Unser Bildungssystem ist darauf ausgelegt, Informationen für eine finale Prüfung abzuspeichern. Erst dann fängt das Leben an. So funktioniert aber unser Leben nicht, sondern wir müssen ein Leben lang lernen. Eigentlich müssten wir schon im Kindergarten damit anfangen, uns mit philosophischen Fragen auseinanderzusetzen. Wir erleben die nahezu uneingeschränkte Verfügbarkeit von Informationen bei begrenzter Fähigkeit, diese zu reflektieren. Diese fatale Informationsgesellschaft müssen wir überwinden. Denn um die Welt zu
retten, müssen wir zunächst eine Weltverständlichkeit entwickeln, was wir alsMenschheit überhaupt wollen.
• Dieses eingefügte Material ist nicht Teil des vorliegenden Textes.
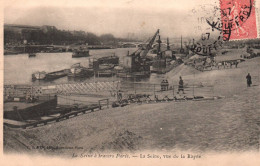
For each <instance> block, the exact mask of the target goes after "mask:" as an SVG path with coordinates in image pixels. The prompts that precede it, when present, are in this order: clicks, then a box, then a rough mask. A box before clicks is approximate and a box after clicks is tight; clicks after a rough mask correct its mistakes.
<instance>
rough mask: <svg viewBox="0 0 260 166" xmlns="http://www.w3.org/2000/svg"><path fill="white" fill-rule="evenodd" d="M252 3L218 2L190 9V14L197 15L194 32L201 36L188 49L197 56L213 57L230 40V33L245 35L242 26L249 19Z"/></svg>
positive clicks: (220, 0)
mask: <svg viewBox="0 0 260 166" xmlns="http://www.w3.org/2000/svg"><path fill="white" fill-rule="evenodd" d="M253 1H254V0H219V1H218V2H216V3H215V4H204V5H200V6H199V7H198V8H197V9H192V13H193V14H197V15H198V17H197V19H198V26H197V27H195V31H196V33H200V34H201V36H200V38H199V39H198V40H197V41H196V42H195V41H194V39H193V42H192V43H191V44H189V46H188V48H189V49H190V50H191V51H192V52H193V53H195V54H198V55H202V56H214V55H215V54H216V52H217V50H218V49H219V48H221V47H222V46H223V43H224V42H225V41H229V40H230V37H231V34H232V33H235V34H236V35H247V32H246V31H245V30H244V28H243V24H244V23H245V22H246V21H247V20H248V18H249V17H250V14H251V11H252V7H253ZM219 5H220V6H219Z"/></svg>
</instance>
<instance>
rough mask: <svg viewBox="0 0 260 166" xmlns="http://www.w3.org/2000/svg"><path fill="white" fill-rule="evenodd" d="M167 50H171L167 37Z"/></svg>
mask: <svg viewBox="0 0 260 166" xmlns="http://www.w3.org/2000/svg"><path fill="white" fill-rule="evenodd" d="M167 50H170V43H169V38H168V37H167Z"/></svg>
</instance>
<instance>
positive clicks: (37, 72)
mask: <svg viewBox="0 0 260 166" xmlns="http://www.w3.org/2000/svg"><path fill="white" fill-rule="evenodd" d="M45 78H46V72H45V71H40V72H35V73H33V74H32V80H44V79H45Z"/></svg>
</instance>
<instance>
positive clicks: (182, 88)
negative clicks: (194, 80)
mask: <svg viewBox="0 0 260 166" xmlns="http://www.w3.org/2000/svg"><path fill="white" fill-rule="evenodd" d="M161 90H162V91H167V90H169V82H168V80H162V82H161ZM180 91H182V93H183V94H184V82H183V80H182V77H181V76H180V80H179V87H178V93H179V92H180Z"/></svg>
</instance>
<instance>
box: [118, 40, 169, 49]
mask: <svg viewBox="0 0 260 166" xmlns="http://www.w3.org/2000/svg"><path fill="white" fill-rule="evenodd" d="M147 44H148V43H146V42H119V43H118V45H119V47H136V48H137V47H142V46H145V45H147ZM157 45H158V43H154V44H153V45H152V47H153V48H154V47H156V46H157ZM161 45H165V46H167V41H163V42H162V43H161ZM173 45H174V44H170V46H173Z"/></svg>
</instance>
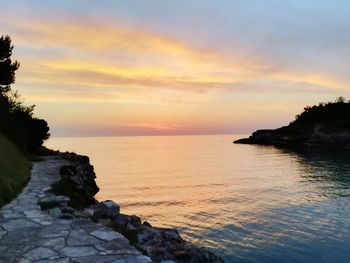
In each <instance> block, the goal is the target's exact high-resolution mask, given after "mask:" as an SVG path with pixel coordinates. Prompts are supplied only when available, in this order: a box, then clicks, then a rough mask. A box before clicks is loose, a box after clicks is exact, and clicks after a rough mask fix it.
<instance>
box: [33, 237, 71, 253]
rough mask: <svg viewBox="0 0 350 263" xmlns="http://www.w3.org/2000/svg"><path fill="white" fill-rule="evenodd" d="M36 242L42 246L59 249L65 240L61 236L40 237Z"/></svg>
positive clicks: (54, 249) (61, 245) (51, 248)
mask: <svg viewBox="0 0 350 263" xmlns="http://www.w3.org/2000/svg"><path fill="white" fill-rule="evenodd" d="M38 244H39V245H40V246H43V247H48V248H51V249H54V250H60V249H62V248H64V246H65V242H64V238H63V237H57V238H50V239H41V240H39V242H38Z"/></svg>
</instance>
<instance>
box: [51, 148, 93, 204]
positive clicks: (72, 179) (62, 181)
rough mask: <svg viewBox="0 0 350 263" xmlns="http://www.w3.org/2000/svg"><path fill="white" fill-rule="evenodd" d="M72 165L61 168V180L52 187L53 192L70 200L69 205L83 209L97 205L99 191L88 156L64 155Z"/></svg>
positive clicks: (53, 185)
mask: <svg viewBox="0 0 350 263" xmlns="http://www.w3.org/2000/svg"><path fill="white" fill-rule="evenodd" d="M61 155H62V156H63V157H64V158H65V159H67V160H68V161H70V162H71V163H72V164H71V165H68V166H64V167H62V168H61V170H60V173H61V180H60V181H58V182H57V183H56V184H54V185H53V186H52V190H51V191H52V192H53V193H55V194H58V195H65V196H68V197H69V198H70V201H69V205H70V206H72V207H74V208H77V209H82V208H84V207H87V206H89V205H91V204H94V203H96V200H95V198H94V196H95V194H96V193H97V192H98V191H99V188H98V186H97V185H96V182H95V178H96V175H95V172H94V168H93V166H92V165H91V164H90V163H89V158H88V157H87V156H80V155H77V154H74V153H62V154H61Z"/></svg>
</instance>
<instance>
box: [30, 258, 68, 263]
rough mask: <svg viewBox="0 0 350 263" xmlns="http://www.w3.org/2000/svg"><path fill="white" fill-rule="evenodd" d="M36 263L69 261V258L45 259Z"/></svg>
mask: <svg viewBox="0 0 350 263" xmlns="http://www.w3.org/2000/svg"><path fill="white" fill-rule="evenodd" d="M36 263H69V258H58V259H43V260H40V261H38V262H36Z"/></svg>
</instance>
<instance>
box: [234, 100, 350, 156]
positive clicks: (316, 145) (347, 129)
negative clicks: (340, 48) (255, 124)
mask: <svg viewBox="0 0 350 263" xmlns="http://www.w3.org/2000/svg"><path fill="white" fill-rule="evenodd" d="M234 143H239V144H259V145H274V146H281V147H315V148H325V149H346V150H350V102H349V101H346V100H345V99H344V98H342V97H340V98H338V99H337V100H336V101H335V102H328V103H320V104H319V105H315V106H312V107H305V108H304V112H302V113H301V114H299V115H297V116H296V119H295V121H293V122H291V123H290V124H289V125H288V126H283V127H281V128H278V129H265V130H257V131H255V132H254V133H253V134H252V135H251V136H249V137H248V138H242V139H239V140H235V141H234Z"/></svg>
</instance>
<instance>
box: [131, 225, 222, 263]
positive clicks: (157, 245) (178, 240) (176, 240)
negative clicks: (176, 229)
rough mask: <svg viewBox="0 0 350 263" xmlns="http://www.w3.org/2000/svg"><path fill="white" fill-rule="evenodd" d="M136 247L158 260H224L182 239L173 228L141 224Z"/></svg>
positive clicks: (183, 262)
mask: <svg viewBox="0 0 350 263" xmlns="http://www.w3.org/2000/svg"><path fill="white" fill-rule="evenodd" d="M137 247H138V248H139V249H140V250H141V251H143V252H144V254H145V255H147V256H149V257H151V258H152V260H154V261H156V262H158V261H161V260H164V259H166V260H172V261H175V262H177V263H185V262H186V263H187V262H189V263H214V262H215V263H216V262H217V263H221V262H224V260H223V259H222V258H220V257H218V256H216V255H215V254H213V253H212V252H210V251H208V250H206V249H204V248H200V247H197V246H195V245H194V244H192V243H189V242H187V241H185V240H184V239H182V237H181V236H180V234H179V233H178V232H177V230H175V229H168V228H154V227H148V226H142V227H141V228H140V229H139V230H138V243H137Z"/></svg>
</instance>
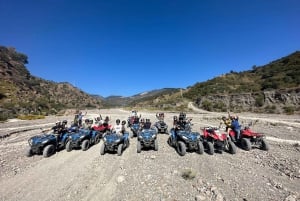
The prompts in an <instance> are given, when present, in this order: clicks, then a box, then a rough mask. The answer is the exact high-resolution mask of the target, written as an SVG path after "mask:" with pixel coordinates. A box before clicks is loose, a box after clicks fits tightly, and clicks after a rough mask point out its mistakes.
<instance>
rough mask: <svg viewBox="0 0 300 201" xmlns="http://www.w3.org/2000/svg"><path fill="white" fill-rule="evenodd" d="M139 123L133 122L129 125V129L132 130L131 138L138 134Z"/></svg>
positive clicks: (132, 137)
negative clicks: (135, 122) (129, 127)
mask: <svg viewBox="0 0 300 201" xmlns="http://www.w3.org/2000/svg"><path fill="white" fill-rule="evenodd" d="M140 127H141V126H140V123H133V124H132V125H131V126H130V129H131V131H132V135H131V137H132V138H133V137H137V135H138V132H139V130H140Z"/></svg>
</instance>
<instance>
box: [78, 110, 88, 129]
mask: <svg viewBox="0 0 300 201" xmlns="http://www.w3.org/2000/svg"><path fill="white" fill-rule="evenodd" d="M86 113H87V112H85V114H84V115H83V114H82V112H79V114H78V116H77V122H78V126H79V127H81V126H82V118H83V116H85V115H86Z"/></svg>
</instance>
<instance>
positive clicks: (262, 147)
mask: <svg viewBox="0 0 300 201" xmlns="http://www.w3.org/2000/svg"><path fill="white" fill-rule="evenodd" d="M229 136H230V137H231V139H232V141H235V139H236V133H235V132H234V131H233V130H230V131H229ZM236 144H237V145H239V146H241V148H242V149H244V150H246V151H250V150H251V149H252V148H254V147H257V148H259V149H262V150H265V151H268V150H269V144H268V143H267V141H266V137H265V135H264V134H261V133H256V132H254V131H252V130H251V129H250V126H246V127H245V128H243V129H241V134H240V139H239V140H237V141H236Z"/></svg>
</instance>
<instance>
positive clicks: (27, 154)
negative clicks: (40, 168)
mask: <svg viewBox="0 0 300 201" xmlns="http://www.w3.org/2000/svg"><path fill="white" fill-rule="evenodd" d="M32 155H33V152H32V149H31V148H29V149H27V150H26V156H27V157H31V156H32Z"/></svg>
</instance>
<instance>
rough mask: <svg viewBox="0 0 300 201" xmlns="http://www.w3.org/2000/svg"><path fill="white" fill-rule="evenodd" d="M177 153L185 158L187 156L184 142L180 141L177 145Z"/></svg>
mask: <svg viewBox="0 0 300 201" xmlns="http://www.w3.org/2000/svg"><path fill="white" fill-rule="evenodd" d="M177 152H178V154H179V155H180V156H184V155H185V154H186V146H185V144H184V142H182V141H179V142H178V144H177Z"/></svg>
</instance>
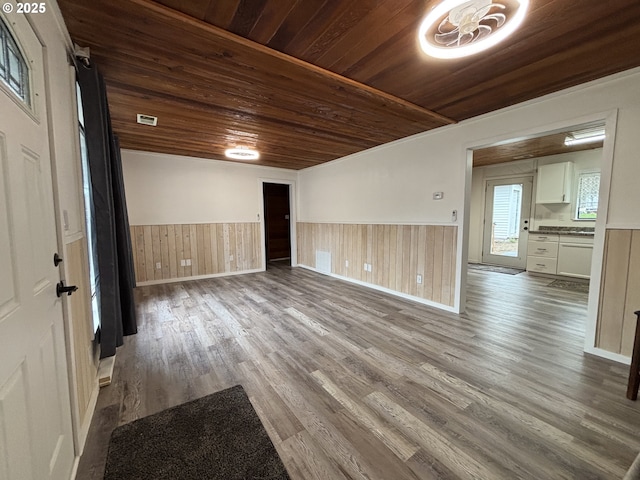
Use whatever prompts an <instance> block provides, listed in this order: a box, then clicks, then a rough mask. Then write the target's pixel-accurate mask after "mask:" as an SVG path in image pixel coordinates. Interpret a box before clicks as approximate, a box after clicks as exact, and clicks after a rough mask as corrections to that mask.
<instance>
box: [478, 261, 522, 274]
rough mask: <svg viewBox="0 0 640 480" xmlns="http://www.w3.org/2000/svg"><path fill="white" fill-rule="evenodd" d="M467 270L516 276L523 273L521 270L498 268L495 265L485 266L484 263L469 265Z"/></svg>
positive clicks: (506, 267)
mask: <svg viewBox="0 0 640 480" xmlns="http://www.w3.org/2000/svg"><path fill="white" fill-rule="evenodd" d="M468 268H469V270H482V271H485V272H497V273H506V274H507V275H517V274H518V273H522V272H524V270H523V269H521V268H511V267H499V266H497V265H485V264H484V263H469V264H468Z"/></svg>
Dies führt uns zur Philosophischen Kontemplation. Die Jugend muss es richten. Dabei können wir uns zwei Grundprinzipien unterordnen: Wenn einer spricht, hört der andere
zu – und alle Gedanken sind möglich. Über Glück, Gerechtigkeit, die Unendlichkeit und was Mensch und Realität ist. Darüber sollte die Jugend sprechen, Fragen entwickeln und philosophieren. Das Fundament der Sprache – Lesen, Schreiben und Sprechen – verbunden mit Neugierde auf die Welt, ihre mathematischen Strukturen und eine gewisse
Logik, gerne im Kantischen oder Hegelschen Sinne der Erkenntnistheorien. Ko-Kreation und Dialog, das Interesse an anderen Menschen. Dies sei die Bildung von morgen: diejungen Menschen dazu befähigen, nicht in
Zukunft „jeden” Job zu lernen und meistern, sondern jeden Job der Zukunft zu lernen und zu meistern und aktiv eine erstrebenswerte Zukunft gestalten.

Die Jobs der Zukunft: Kultur – Ingenieure

Und die Zukunft beginnt jetzt: Es geht heute um das Zusammenspiel zwischen Mensch und Maschine und die Zukunft des organisierten menschlichen Lebens. Dies kann nur gelingen, wenn wir Kunst, Psychologie und Philosophie in den Mittelpunkt stellen. Bildet Europa und Österreich heute Kultur – Ingenieure aus, so werden sie die Grundlage sein nicht nur für zahlreiche neue Jobs, sondern für die Gestaltung der Zukunft und die Grundlage einer eigenen Richtung als Brückenbauer zwischen Ost und West, wo Vertrauen zum Exportschlager und eine neue Währung werden kann. Natürlich geht es um Technologie, was aber auch benötigt wird sind Menschen, die Menschen verstehen. Es sind merkwürdige Zeiten. Gleichzeitig sind es Zeiten der Opportunität. Den meisten Menschen ist nicht bewusst, welches Potential sie haben und dass sie selbst zu einem Gestalter des Wandels, zumindest des eigenen Wandels, werden können. Es ist niemandem bewusst, welchen unfassbaren Einfluss man auf die eigene Realität haben, kann und genau dieses Potential gilt es zu erwecken. Statt also um die klare Empfehlung für „den einen Job” geht es heute darum sich zu befähigen, Fortschritt aus der eigenen, einzigartigen Ausgangssituation zu erzielen. Gelingt uns dies, werden wir die Jobs finden.